In the Southern Conference we found also a branch organization, union in its character, and so efficiently officered that all is likely to be done that can be accomplished through it. Nowhere did I find stancher friends for our Christian educational work in the South than in this conference.
At this point a short break occurred in our Michigan tour. A rapid journey brought us to Lake City in time to spend one day at the Minnesota State Association—just to grasp the hands of our Minnesota friends and be assured of their continued helpfulness. The Woman's Home Missionary Society voted that at the next annual meeting the constitution should be reconsidered, with a view to enlarging its borders and including all the benevolent societies of our home work.
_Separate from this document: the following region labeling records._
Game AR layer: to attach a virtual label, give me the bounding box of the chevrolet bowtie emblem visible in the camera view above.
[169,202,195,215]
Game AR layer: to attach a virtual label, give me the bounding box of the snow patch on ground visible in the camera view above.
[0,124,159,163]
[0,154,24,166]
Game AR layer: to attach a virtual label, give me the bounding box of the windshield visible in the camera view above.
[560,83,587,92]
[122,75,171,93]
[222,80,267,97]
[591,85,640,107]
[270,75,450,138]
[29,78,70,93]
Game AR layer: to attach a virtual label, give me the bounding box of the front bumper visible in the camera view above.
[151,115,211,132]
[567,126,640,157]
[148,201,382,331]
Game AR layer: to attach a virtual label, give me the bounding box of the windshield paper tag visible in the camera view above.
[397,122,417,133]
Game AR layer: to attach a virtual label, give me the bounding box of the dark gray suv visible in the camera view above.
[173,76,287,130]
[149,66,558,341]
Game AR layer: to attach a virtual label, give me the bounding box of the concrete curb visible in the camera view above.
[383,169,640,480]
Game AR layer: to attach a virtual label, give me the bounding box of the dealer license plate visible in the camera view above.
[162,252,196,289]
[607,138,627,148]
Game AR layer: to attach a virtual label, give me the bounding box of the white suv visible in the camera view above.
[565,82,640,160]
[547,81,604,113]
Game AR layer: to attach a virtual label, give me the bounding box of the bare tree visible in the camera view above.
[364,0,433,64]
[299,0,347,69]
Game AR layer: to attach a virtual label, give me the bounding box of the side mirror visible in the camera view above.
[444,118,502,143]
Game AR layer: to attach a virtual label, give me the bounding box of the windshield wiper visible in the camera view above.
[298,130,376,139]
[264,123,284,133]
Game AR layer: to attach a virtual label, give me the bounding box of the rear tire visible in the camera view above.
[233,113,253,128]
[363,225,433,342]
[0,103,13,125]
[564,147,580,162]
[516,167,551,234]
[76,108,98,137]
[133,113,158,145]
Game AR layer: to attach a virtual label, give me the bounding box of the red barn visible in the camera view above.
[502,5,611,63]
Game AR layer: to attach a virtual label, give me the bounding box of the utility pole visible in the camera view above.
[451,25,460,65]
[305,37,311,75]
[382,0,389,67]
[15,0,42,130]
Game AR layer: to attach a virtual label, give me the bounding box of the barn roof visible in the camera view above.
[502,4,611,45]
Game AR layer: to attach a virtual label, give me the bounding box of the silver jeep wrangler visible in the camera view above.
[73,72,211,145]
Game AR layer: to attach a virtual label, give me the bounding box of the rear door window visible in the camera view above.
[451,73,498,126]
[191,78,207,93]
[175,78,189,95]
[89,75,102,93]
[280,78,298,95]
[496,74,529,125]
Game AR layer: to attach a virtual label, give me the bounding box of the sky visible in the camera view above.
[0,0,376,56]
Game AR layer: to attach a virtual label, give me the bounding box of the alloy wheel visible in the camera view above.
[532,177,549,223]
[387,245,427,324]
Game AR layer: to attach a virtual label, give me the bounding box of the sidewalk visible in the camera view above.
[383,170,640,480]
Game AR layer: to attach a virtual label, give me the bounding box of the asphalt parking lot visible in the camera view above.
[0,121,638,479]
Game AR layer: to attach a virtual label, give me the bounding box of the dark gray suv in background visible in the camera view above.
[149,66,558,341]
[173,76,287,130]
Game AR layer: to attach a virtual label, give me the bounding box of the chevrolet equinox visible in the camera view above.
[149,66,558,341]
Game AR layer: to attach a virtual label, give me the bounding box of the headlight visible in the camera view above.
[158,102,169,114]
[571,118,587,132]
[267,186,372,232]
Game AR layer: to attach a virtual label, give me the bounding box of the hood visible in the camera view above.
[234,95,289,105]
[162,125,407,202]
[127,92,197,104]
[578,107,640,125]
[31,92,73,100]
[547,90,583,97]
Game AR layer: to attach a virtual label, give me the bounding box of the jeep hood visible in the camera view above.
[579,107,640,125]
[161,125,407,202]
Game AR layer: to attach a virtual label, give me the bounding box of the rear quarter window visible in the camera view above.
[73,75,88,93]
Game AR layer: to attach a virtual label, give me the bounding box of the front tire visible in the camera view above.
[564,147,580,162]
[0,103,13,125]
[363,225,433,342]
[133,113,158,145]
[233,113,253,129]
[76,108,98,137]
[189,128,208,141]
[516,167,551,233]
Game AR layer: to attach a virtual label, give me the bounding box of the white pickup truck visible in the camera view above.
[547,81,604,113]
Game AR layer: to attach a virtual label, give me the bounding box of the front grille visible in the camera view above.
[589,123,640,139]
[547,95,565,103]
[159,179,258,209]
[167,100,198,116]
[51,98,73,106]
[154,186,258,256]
The giving of a year's notice before any change can be made is required by the constitution itself.
We took up the work in Michigan again at St. Joseph, and from there went to the Kalamazoo Association. We found here, as elsewhere, that these autumn conferences are generally held with the smaller and less accessible churches, where the attendance of ladies is necessarily limited, and we must, therefore, give our message to the pastors, charging them with the responsibility of carrying it to the ladies of their churches.
Before the next conference we were able to take in our plan the central points, Jackson, Ann Arbor, Flint and Lansing, and when we went up from there to Nashville to the Marshall Conference we felt that we were meeting old friends in the pastors and people, at whose homes we had already been.
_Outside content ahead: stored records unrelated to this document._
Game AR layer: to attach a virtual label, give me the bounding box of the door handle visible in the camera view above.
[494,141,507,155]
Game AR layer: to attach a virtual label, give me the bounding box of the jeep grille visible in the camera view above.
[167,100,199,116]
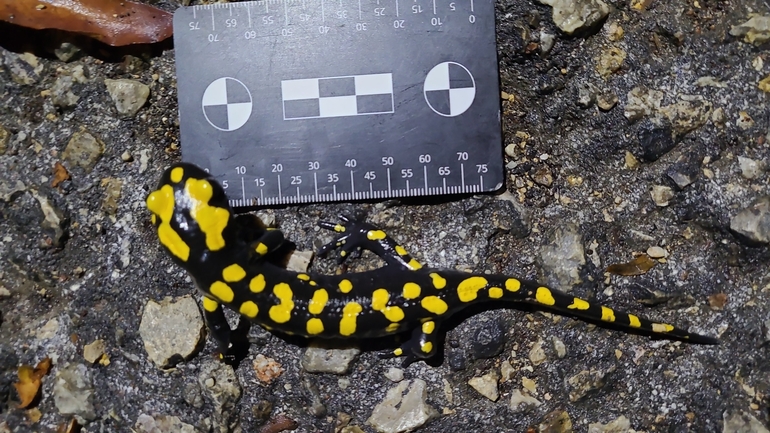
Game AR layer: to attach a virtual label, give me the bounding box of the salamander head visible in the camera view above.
[146,162,234,270]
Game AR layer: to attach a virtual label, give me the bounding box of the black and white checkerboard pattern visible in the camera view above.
[281,73,394,120]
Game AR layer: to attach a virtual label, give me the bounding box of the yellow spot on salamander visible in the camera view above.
[270,283,294,323]
[567,298,591,310]
[209,281,235,303]
[407,259,422,271]
[222,263,246,283]
[249,274,265,293]
[422,321,436,334]
[146,185,190,262]
[203,296,219,313]
[372,289,404,320]
[535,287,556,305]
[254,242,268,256]
[366,230,387,241]
[158,221,190,262]
[628,314,642,328]
[307,289,329,314]
[602,306,615,322]
[420,296,449,314]
[185,178,230,251]
[307,317,324,335]
[340,302,363,337]
[429,272,446,289]
[505,278,521,292]
[372,289,390,311]
[171,167,184,183]
[457,277,487,302]
[238,301,259,319]
[403,283,420,299]
[339,279,353,293]
[652,323,674,332]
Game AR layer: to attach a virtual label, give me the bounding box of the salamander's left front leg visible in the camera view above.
[318,215,422,271]
[203,296,230,361]
[386,320,439,367]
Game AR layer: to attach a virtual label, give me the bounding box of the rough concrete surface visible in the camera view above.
[0,0,770,432]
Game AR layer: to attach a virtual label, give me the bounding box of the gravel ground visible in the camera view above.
[0,0,770,433]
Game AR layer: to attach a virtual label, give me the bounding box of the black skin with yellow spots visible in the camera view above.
[147,163,717,364]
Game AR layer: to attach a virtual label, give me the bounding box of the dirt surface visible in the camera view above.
[0,0,770,432]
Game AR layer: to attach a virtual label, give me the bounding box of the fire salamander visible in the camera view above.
[147,163,717,365]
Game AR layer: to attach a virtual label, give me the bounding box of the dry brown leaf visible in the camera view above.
[607,254,658,276]
[0,0,173,46]
[51,161,70,188]
[13,358,51,408]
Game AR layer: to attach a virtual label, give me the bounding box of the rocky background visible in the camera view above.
[0,0,770,433]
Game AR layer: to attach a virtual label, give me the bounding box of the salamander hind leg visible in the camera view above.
[318,215,422,271]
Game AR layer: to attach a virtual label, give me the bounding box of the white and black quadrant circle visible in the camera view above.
[423,62,476,117]
[203,77,251,131]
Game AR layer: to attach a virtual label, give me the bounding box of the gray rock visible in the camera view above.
[537,409,572,433]
[53,42,80,62]
[509,389,542,413]
[62,131,104,173]
[4,51,44,86]
[588,415,631,433]
[51,75,80,108]
[139,296,203,368]
[134,414,195,433]
[730,196,770,245]
[529,340,548,367]
[53,364,96,424]
[730,15,770,45]
[366,379,438,433]
[666,168,695,189]
[623,87,663,122]
[567,369,605,402]
[385,367,404,382]
[539,0,610,35]
[722,410,770,433]
[300,346,361,374]
[104,78,150,117]
[468,370,500,401]
[32,191,69,248]
[83,340,107,364]
[538,224,586,291]
[198,360,241,433]
[660,95,712,137]
[650,185,674,207]
[0,125,11,155]
[738,156,766,180]
[596,91,618,111]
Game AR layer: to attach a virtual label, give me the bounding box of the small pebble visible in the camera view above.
[120,151,134,162]
[385,367,404,382]
[647,246,668,259]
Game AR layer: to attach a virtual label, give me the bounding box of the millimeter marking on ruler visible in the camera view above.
[174,0,504,207]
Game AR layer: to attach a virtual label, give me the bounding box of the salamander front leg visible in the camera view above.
[318,215,422,271]
[384,321,439,368]
[203,296,230,362]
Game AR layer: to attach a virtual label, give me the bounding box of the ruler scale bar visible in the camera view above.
[174,0,504,207]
Another tour through Kalamazoo, Allegan, Owosso, Port Huron, St. Clair, Detroit, Union City and Chelsea brought us much the same experiences as before.
We came finally to the large Eastern Conference, which was to be our last place of labor in Michigan. The ladies of this Conference, though not yet organized for home work under the State society, for several years supported a missionary in the South, largely through the personal effort of one active lady, who made this special collection her care. With the closing of this Bureau visit to the ladies of Michigan the work is left in their hands—not to be forgotten by them, but to be developed and strengthened until there shall be a rich annual fruitage of effort and practical result.